Fiji swears in new president, expels academic
Fiji's acting president Ratu Epeli Nailatikau was sworn in as head of state of the military-ruled Pacific nation Thursday.
Nailatikau, a former army commander credited with guiding self-appointed Prime Minister Voreqe Bainimarama through his military career, was appointed as acting president after Ratu Josefa Iloilo retired at the end of July.
President Nailatikau had been appointed vice president in April, a week after Bainimarama repealed the constitution, sacked the judiciary and introduced emergency regulations including press censorship.

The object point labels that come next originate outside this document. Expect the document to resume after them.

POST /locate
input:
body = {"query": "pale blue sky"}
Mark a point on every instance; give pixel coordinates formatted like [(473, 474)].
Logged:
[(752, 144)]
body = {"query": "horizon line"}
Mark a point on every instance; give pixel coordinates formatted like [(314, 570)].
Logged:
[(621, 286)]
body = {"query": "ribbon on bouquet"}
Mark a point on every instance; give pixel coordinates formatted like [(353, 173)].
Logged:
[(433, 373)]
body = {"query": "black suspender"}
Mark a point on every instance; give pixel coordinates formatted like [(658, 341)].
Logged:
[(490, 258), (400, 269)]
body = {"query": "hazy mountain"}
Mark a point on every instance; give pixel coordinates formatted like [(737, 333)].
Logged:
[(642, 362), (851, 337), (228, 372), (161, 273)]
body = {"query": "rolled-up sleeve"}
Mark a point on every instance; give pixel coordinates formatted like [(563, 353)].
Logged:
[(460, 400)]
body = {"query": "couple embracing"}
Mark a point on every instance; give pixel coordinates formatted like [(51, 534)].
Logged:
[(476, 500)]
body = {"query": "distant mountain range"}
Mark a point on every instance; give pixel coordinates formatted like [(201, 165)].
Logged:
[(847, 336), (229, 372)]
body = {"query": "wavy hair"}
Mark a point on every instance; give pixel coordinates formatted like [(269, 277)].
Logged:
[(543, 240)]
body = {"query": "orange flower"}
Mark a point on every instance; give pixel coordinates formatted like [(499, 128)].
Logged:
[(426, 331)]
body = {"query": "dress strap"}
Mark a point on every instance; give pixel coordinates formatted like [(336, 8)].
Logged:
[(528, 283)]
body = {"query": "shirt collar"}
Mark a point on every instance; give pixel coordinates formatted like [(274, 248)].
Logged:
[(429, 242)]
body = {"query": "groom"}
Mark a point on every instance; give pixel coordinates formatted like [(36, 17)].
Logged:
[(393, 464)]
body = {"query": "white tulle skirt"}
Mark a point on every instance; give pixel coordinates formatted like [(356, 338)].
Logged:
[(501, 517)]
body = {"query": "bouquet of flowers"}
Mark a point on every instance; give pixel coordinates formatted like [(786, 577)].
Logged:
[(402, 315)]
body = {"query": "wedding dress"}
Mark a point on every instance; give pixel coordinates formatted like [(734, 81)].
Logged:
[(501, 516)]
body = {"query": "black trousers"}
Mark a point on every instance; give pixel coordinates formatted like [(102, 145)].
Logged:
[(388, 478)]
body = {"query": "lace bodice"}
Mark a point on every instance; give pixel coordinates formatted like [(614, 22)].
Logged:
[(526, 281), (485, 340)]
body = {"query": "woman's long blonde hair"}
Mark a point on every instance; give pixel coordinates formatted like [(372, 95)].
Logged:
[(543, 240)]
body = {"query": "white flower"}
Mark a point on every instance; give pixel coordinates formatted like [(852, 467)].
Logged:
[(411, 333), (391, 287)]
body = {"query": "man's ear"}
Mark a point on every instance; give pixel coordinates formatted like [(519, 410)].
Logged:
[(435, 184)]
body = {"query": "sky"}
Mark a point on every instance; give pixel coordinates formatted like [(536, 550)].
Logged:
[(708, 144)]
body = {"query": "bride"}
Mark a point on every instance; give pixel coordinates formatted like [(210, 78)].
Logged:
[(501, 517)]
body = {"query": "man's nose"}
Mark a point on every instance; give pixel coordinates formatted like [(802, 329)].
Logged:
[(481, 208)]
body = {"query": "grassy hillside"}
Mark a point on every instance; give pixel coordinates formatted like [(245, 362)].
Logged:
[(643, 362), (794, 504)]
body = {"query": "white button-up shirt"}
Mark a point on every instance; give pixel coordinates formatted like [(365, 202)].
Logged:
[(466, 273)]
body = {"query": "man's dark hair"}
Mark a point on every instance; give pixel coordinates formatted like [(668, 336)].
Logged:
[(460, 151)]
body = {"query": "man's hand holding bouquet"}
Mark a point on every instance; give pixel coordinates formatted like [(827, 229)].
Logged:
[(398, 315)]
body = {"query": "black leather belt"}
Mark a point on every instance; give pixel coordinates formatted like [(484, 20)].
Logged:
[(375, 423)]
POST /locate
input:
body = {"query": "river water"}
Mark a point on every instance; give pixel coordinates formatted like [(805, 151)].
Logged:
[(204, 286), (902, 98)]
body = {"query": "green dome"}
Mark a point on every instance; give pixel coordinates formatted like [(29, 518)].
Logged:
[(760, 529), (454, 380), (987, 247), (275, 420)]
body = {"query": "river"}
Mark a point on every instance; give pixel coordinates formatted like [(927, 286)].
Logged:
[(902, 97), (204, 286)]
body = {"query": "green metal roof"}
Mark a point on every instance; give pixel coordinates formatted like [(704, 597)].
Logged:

The largely ceremonial positions of president and vice president were traditionally appointed by Fiji's Great Council of Chiefs, sidelined by Bainimarama soon after he ousted the elected government in a 2006 coup.
Nailatikau was sworn in by Chief Justice Anthony Gates at Government House in the capital Suva in a ceremony attended by military officers, government officials and some diplomats.
Australia and New Zealand were not represented after Bainimarama on Tuesday expelled their top envoys over travel sanctions against Fiji's judiciary.
Wellington and Canberra Wednesday expelled the Fijian mission heads in a tit-for-tat retaliation.
An Australian academic was ordered out of Fiji by the military regime Thursday, a day after he was arrested for giving media interviews on the political situation in the country.
Brij Lal, an expert on Fiji politics at Canberra's Australian National University, left Fiji for Sydney Thursday morning.
Lal, a regular visitor to Fiji, was arrested as the nation expelled the envoys of Australia and New Zealand, triggering tit-for-tat expulsions from Wellington and Canberra.
"I was in a cell for an hour and interrogated and told to leave the country within 24 hours or else," Lal told Australia's ABC Radio late Wednesday.
Lal said it was the first time he had been arrested by the Fijian military, which ousted the elected government in a December, 2006 coup and was involved in three other coups in the past two decades.
"This tells you something about the state of Fiji at the moment," he said, adding there was no freedom of speech.
Lal said he saw no end in sight to Voreqe Bainimarama's rule, adding the military was effectively in control of the public service, the bureaucracy and the judiciary.
"If and when elections are held they'll be held in such a way as to ensure the military remains in power," he said.